Qué heredero de los Borbones hizo valer su derecho a la corona

Alfonso de Borb√≥n y Battenberg, primog√©nito del rey Alfonso XIII y la reina Victoria Eugenia, fue heredero leg√≠timo de la Corona de Espa√Īa a lo largo de 26 a√Īos sucesivos, desde su nacimiento en el mes de mayo de 1907 hasta su dimisi√≥n, en el mes de junio de 1933.

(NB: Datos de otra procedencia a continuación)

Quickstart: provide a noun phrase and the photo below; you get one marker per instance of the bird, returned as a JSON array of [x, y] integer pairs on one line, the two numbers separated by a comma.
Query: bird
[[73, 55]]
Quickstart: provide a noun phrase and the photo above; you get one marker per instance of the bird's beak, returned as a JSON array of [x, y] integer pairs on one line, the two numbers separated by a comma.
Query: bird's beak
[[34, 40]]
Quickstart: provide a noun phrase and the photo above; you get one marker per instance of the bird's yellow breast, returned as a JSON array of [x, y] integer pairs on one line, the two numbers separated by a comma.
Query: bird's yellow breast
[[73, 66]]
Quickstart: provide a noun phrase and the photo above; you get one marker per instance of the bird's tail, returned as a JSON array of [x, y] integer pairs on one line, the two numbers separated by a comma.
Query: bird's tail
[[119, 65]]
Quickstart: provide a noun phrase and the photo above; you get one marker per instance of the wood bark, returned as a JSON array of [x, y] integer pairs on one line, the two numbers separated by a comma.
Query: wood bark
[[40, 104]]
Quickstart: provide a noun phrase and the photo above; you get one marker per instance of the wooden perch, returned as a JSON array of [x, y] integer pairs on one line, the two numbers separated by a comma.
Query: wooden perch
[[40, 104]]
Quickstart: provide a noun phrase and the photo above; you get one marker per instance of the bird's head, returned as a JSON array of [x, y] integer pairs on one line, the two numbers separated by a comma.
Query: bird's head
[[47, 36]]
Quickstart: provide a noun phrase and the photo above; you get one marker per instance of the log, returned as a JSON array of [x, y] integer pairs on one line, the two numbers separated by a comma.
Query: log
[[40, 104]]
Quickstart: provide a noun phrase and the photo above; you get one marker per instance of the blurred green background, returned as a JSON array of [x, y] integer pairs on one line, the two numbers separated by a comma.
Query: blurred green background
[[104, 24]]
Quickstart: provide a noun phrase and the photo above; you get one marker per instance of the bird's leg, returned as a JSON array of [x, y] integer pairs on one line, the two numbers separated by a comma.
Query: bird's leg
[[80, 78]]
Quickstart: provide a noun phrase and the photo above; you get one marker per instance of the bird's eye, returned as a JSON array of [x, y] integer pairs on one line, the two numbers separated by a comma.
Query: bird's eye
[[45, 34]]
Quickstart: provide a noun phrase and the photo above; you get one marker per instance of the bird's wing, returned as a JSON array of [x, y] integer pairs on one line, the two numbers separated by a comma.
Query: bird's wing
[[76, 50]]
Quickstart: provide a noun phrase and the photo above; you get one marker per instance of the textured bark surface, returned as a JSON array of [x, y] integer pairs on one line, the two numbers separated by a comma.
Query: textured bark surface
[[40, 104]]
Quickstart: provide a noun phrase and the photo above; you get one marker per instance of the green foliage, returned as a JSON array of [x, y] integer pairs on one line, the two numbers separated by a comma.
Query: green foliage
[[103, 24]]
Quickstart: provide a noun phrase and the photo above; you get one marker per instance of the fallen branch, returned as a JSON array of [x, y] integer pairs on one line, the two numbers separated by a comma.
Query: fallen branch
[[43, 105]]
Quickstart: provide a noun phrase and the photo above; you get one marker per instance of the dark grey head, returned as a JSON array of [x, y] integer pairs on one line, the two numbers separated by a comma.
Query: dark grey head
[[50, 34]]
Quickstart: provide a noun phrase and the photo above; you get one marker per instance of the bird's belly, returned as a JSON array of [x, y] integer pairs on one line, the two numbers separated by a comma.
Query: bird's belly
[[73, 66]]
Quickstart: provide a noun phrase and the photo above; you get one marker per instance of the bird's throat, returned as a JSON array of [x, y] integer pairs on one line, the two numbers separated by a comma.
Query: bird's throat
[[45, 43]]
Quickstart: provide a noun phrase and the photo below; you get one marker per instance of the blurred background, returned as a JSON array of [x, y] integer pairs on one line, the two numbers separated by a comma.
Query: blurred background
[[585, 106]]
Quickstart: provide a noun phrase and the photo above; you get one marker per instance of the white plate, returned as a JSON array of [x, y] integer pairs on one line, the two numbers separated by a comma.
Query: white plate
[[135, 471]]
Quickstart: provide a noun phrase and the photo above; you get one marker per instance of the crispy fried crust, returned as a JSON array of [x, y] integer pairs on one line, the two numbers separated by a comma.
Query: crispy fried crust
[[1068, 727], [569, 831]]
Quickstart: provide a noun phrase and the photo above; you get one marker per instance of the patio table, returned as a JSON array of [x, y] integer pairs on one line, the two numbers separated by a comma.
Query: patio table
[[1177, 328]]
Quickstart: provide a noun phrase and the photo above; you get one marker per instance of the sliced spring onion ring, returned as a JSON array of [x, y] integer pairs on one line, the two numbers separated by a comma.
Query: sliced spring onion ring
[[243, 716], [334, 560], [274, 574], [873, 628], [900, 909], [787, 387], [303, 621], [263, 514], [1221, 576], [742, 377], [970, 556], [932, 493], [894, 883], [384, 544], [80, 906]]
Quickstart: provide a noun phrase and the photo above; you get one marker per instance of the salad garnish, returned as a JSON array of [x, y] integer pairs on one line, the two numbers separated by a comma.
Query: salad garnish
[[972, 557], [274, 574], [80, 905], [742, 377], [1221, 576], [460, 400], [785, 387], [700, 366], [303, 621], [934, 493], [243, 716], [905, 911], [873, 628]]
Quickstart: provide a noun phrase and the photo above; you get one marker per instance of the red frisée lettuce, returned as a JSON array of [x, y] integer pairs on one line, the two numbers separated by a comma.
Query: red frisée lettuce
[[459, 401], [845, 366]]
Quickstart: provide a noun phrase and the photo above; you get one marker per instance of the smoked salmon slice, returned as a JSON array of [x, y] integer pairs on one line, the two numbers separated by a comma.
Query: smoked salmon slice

√öltimamente, el interminable culebr√≥n de Gibraltar volvi√≥ a nuestras pantallas, en parte por un esfuerzo personal del ministro de Exteriores de cambiar la pol√≠tica de espa√Īa del previo gobierno, y en parte por la prepotencia del presidente jibraltare√Īo para ense√Īar a Espa√Īa cuales son sus armas. En este articulo, no obstante, intentaremos profundidzar en las causas (jur√≠dicas y pol√≠ticas, por ejemplo) de la supervivencia de un enfrentamiento que probablemente ser√≠a impensable en otro pa√≠s europeo, especialmente si se llamasen Francia o Alemania. De nuevo, aparece la presunci√≥n de que Espa√Īa s√≠ es diferente, cuando menos en el momento de proponer una pol√≠tica exterior s√≥lida y congruente, que no adolezca de vaivenes y desfases insignificantes en el tiempo en cuestiones de fondo, lo que con determinado aire de suficiencia se llama ‚Äútemas de Estado‚ÄĚ. ¬ę.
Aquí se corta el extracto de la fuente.